Search code examples
sqlpostgresqlindexingsql-execution-planpostgresql-performance

Efficient PostgreSQL query on timestamp using index or bitmap index scan?


In PostgreSQL, I have an index on a date field on my tickets table. When I compare the field against now(), the query is pretty efficient:

# explain analyze select count(1) as count from tickets where updated_at > now();
                                                             QUERY PLAN                                                                  
---------------------------------------------------------------------------------------------------------------------------------------------
Aggregate  (cost=90.64..90.66 rows=1 width=0) (actual time=33.238..33.238 rows=1 loops=1)
   ->  Index Scan using tickets_updated_at_idx on tickets  (cost=0.01..90.27 rows=74 width=0) (actual time=0.016..29.318 rows=40250 loops=1)
         Index Cond: (updated_at > now())
Total runtime: 33.271 ms

It goes downhill and uses a Bitmap Heap Scan if I try to compare it against now() minus an interval.

# explain analyze select count(1) as count from tickets where updated_at > (now() - '24 hours'::interval);
                                                                  QUERY PLAN
-----------------------------------------------------------------------------------------------------------------------------------------------------
Aggregate  (cost=180450.15..180450.17 rows=1 width=0) (actual time=543.898..543.898 rows=1 loops=1)
->  Bitmap Heap Scan on tickets  (cost=21296.43..175963.31 rows=897368 width=0) (actual time=251.700..457.916 rows=924373 loops=1)
     Recheck Cond: (updated_at > (now() - '24:00:00'::interval))
     ->  Bitmap Index Scan on tickets_updated_at_idx  (cost=0.00..20847.74 rows=897368 width=0)     (actual time=238.799..238.799 rows=924699 loops=1)
           Index Cond: (updated_at > (now() - '24:00:00'::interval))
Total runtime: 543.952 ms

Is there a more efficient way to query using date arithmetic?


Solution

  • The 1st query expects to find rows=74, but actually finds rows=40250.
    The 2nd query expects to find rows=897368 and actually finds rows=924699.

    Of course, processing 23 x as many rows takes considerably more time.
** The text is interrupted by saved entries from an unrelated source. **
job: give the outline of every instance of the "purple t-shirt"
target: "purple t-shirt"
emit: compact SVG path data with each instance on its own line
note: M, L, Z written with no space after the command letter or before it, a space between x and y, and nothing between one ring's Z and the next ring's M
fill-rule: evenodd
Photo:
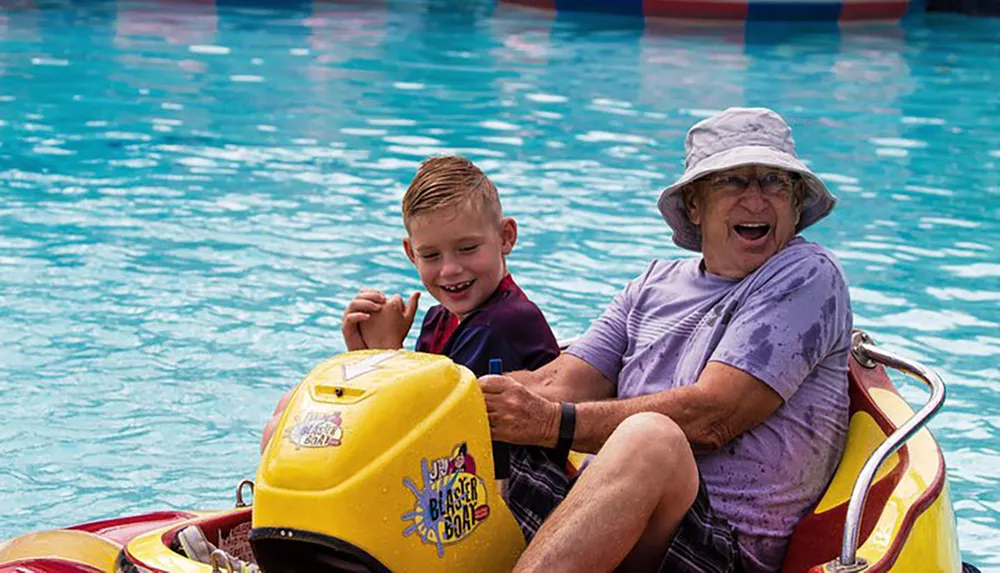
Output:
M758 426L696 454L747 564L778 571L843 452L850 333L843 271L826 249L796 237L743 279L708 273L701 259L654 261L568 352L621 398L694 384L715 361L784 399Z

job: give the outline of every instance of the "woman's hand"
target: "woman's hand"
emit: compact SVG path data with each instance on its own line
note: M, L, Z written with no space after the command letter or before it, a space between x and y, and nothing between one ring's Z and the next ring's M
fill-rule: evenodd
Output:
M495 441L555 447L559 439L560 407L510 376L483 376L479 387Z

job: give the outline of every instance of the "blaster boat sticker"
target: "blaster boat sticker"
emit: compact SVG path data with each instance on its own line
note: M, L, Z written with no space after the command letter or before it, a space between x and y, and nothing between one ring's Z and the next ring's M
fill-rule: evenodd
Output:
M423 487L410 478L403 480L415 498L413 510L402 516L410 522L403 536L416 533L444 557L445 545L462 541L490 516L486 482L476 474L476 461L465 443L455 446L449 456L424 458L420 466Z
M297 416L295 425L285 430L285 438L299 448L339 446L344 438L340 412L306 412Z

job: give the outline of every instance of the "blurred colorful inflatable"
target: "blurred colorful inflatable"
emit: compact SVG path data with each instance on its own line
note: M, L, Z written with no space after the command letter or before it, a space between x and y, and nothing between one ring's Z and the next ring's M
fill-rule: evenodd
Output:
M911 0L503 0L556 12L602 12L691 20L898 20Z

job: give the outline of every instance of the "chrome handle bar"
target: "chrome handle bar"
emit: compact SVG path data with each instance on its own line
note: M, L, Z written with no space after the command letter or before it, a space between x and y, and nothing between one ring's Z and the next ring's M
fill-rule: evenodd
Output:
M865 462L864 467L861 468L861 473L854 482L851 501L847 505L847 518L844 520L844 540L840 549L840 561L833 567L835 571L840 572L861 571L867 568L864 560L857 558L858 535L861 530L861 512L865 507L865 501L868 499L868 489L872 485L872 480L875 479L875 473L893 452L913 437L913 434L927 425L927 422L944 405L945 397L944 382L936 372L923 364L878 348L871 337L860 330L855 331L851 335L851 353L858 363L866 368L874 368L877 363L895 368L917 378L930 386L931 396L916 414L872 452L872 455L868 457L868 461Z

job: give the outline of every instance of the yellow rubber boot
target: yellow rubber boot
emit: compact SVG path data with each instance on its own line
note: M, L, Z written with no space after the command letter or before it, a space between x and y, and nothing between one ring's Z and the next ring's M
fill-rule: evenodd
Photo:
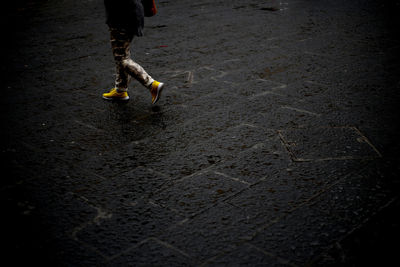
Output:
M111 89L110 92L104 93L103 98L106 100L122 100L127 101L129 100L128 92L117 92L116 88Z
M151 93L151 103L152 104L155 104L160 99L162 89L164 89L163 83L154 81L151 84L150 93Z

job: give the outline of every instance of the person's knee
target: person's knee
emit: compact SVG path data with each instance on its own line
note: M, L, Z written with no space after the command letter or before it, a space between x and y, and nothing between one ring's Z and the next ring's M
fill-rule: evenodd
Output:
M124 68L127 68L131 64L131 59L130 58L125 58L121 61L121 64Z

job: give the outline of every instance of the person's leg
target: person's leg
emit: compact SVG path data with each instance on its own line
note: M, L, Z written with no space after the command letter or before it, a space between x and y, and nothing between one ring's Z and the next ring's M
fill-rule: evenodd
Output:
M130 77L125 71L123 60L129 56L127 51L129 51L132 36L115 28L110 28L109 30L111 49L115 60L116 77L115 88L111 89L108 93L104 93L103 98L107 100L129 100L127 91Z
M110 36L116 64L115 89L113 89L115 92L103 94L103 97L105 99L116 99L119 98L118 94L124 94L124 98L129 99L127 95L128 84L130 77L133 77L150 90L152 103L157 102L164 84L155 81L142 66L131 59L130 45L133 34L121 29L110 28Z
M143 69L142 66L132 60L130 52L131 41L132 39L130 40L129 46L125 51L125 58L121 61L123 70L125 73L129 74L129 76L140 82L143 86L150 88L151 84L154 82L154 79Z
M111 49L115 60L115 88L118 92L128 91L129 74L125 71L124 60L130 57L133 35L126 31L110 28Z
M131 43L131 42L130 42ZM132 76L142 85L147 87L151 93L151 103L155 104L161 96L161 91L164 88L164 84L155 81L139 64L131 59L130 49L126 51L126 58L122 60L122 65L124 67L125 73Z

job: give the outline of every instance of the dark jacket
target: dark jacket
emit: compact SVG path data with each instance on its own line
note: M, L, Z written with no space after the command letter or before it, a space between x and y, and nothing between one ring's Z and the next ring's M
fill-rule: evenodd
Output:
M104 0L109 27L143 35L144 11L141 0Z

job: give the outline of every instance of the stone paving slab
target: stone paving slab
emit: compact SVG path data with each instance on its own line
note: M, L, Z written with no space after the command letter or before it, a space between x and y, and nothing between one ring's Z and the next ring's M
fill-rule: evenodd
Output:
M332 244L332 240L340 239L343 233L351 231L350 229L360 221L365 220L365 212L375 209L375 205L381 205L379 203L386 198L385 193L377 194L374 192L376 188L373 187L370 192L359 191L359 183L369 183L371 179L376 178L361 174L339 180L328 189L332 193L332 198L326 200L325 194L317 196L317 199L322 198L321 201L313 200L285 219L268 226L251 243L279 257L294 259L295 264L304 264L306 258L312 259L325 246ZM320 205L326 206L322 208ZM348 208L350 206L353 208ZM312 215L314 212L320 215ZM298 219L297 216L302 219ZM319 220L321 218L328 220ZM302 223L296 225L288 222L291 220ZM272 229L269 229L270 227ZM299 231L297 227L307 230ZM280 242L272 244L269 242L271 239ZM287 240L290 241L286 242Z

So your actual times are not surprising.

    Statistics for data with updated_at > now() are outdated. Run:

    ANALYZE tickets;
    

    and repeat your queries. And you seriously have data with updated_at > now()? That sounds wrong.

    It's not surprising, however, that statistics are outdated for data most recently changed. That's in the logic of things. If your query depends on current statistics, you have to run ANALYZE before you run your query.

    Also test with (in your session only):

    SET enable_bitmapscan = off;
    

    and repeat your second query to see times without bitmap index scan.

    Why bitmap index scan for more rows?

    A plain index scan fetches rows from the heap sequentially as found in the index. That's simple, dumb and without overhead. Fast for few rows, but may end up more expensive than a bitmap index scan with a growing number of rows.

    A bitmap index scan collects rows from the index before looking up the table. If multiple rows reside on the same data page, that saves repeated visits and can make things considerably faster. The more rows, the greater the chance, a bitmap index scan will save time.

    For even more rows (around 5% of the table, heavily depends on actual data), the planner switches to a sequential scan of the table and doesn't use the index at all.

    The optimum would be an index only scan, introduced with Postgres 9.2. That's only possible if some preconditions are met. If all relevant columns are included in the index, the index type support it and the visibility map indicates that all rows on a data page are visible to all transactions, that page doesn't have to be fetched from the heap (the table) and the information in the index is enough.

    The decision depends on your statistics (how many rows Postgres expects to find and their distribution) and on cost settings, most importantly random_page_cost, cpu_index_tuple_cost and effective_cache_size.